Mayor: Air unhealthy after residents ignore burn bans
FAIRBANKS, Alaska (AP) — Low compliance with restrictions on burning wood and coal has been preventing the Fairbanks North Star Borough from hitting federal air standards, Mayor Karl Kassel said.
Kassel said on Wednesday he has planned a series of town hall meetings to educate residents on the community’s air, the Fairbanks Daily News-Miner reported .
The borough has called for 16 burn bans this winter. Kassel said air has improved, but the level of pollution is still far above federal standards aimed at protecting human health.
The borough has issued more than 100 warning letters to residents suspected of flouting burning restrictions, Kassel said.
“There are a lot of folks that have been ignoring this situation,” Kassel said. “People have been ignoring it because they have busy lives. I get that. But it’s time that folks really do need to understand what is going on and help us take some corrective action.”

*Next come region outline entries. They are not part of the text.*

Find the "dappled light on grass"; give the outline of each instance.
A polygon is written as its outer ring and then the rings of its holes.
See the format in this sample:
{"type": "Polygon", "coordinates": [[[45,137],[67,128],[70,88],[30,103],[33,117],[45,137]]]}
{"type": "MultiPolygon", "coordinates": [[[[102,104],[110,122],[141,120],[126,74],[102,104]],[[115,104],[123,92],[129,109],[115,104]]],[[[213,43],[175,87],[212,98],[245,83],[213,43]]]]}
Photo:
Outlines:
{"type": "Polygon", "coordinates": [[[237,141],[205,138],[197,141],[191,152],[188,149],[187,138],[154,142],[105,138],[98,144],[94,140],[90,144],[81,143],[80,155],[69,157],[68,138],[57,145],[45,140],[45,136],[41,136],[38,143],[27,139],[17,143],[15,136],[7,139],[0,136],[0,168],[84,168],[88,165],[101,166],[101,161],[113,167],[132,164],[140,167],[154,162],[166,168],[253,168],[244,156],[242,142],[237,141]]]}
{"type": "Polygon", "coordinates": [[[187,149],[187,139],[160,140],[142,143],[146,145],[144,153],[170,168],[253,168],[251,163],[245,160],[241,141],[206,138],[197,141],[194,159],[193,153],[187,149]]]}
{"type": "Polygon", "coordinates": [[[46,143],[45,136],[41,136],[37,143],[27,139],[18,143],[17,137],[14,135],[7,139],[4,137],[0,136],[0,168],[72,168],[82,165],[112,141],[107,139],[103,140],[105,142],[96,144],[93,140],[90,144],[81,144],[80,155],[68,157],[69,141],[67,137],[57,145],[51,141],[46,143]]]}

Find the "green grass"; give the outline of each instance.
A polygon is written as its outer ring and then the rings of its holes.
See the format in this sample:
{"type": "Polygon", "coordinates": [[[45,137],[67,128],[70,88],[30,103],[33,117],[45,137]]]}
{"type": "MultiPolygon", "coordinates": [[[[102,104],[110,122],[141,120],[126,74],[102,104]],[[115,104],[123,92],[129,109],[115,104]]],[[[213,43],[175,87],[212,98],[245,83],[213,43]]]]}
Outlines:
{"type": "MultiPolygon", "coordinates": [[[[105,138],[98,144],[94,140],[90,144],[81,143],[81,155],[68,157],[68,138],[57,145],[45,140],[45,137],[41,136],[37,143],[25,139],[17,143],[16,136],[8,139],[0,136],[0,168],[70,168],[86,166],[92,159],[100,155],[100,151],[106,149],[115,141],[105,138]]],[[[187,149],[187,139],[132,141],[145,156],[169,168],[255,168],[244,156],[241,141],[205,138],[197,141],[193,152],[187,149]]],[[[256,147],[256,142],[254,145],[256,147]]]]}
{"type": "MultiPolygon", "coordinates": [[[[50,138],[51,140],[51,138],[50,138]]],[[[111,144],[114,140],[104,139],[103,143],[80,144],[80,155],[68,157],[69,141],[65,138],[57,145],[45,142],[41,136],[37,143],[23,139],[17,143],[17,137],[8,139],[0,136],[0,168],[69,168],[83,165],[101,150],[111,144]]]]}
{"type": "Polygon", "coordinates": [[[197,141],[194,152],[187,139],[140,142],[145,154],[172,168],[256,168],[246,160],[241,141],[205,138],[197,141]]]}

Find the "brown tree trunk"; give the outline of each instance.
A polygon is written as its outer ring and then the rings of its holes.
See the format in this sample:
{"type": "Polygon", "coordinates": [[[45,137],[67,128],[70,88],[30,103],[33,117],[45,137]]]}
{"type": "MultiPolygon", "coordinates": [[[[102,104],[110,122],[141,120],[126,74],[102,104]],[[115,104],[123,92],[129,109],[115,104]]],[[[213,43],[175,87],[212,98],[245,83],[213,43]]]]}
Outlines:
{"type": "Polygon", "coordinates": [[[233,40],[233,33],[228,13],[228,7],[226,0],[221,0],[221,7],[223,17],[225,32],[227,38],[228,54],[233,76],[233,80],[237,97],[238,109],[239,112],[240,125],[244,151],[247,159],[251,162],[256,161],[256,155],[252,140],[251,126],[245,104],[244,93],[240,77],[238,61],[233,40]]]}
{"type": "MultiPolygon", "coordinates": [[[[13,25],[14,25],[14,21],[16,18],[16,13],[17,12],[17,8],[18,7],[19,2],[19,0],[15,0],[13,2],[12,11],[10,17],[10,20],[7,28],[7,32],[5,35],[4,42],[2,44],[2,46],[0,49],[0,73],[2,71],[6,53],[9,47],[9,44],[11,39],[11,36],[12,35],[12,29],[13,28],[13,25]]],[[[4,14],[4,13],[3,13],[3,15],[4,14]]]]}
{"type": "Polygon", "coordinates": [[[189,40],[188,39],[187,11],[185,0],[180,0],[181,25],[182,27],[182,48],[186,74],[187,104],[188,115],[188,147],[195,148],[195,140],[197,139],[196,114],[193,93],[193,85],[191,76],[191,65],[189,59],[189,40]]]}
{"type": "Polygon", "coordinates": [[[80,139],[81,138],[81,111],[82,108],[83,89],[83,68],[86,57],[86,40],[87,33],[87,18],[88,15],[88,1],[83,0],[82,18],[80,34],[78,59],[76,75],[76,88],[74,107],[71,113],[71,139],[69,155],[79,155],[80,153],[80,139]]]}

Decades of scientific research has revealed a connection between the particular pollution the borough faces and various heart and lung illnesses. The pollution has come from a fine particulate that is a byproduct of wood smoke, among other sources.
The U.S. Environmental Protection Agency put the borough on notice to reduce the levels of the particulate.
The first town hall meeting is planned for Jan. 30 at the North Pole Branch Library.
“The air quality numbers are the highest in North Pole,” Kassel said, “so we wanted to start out there.”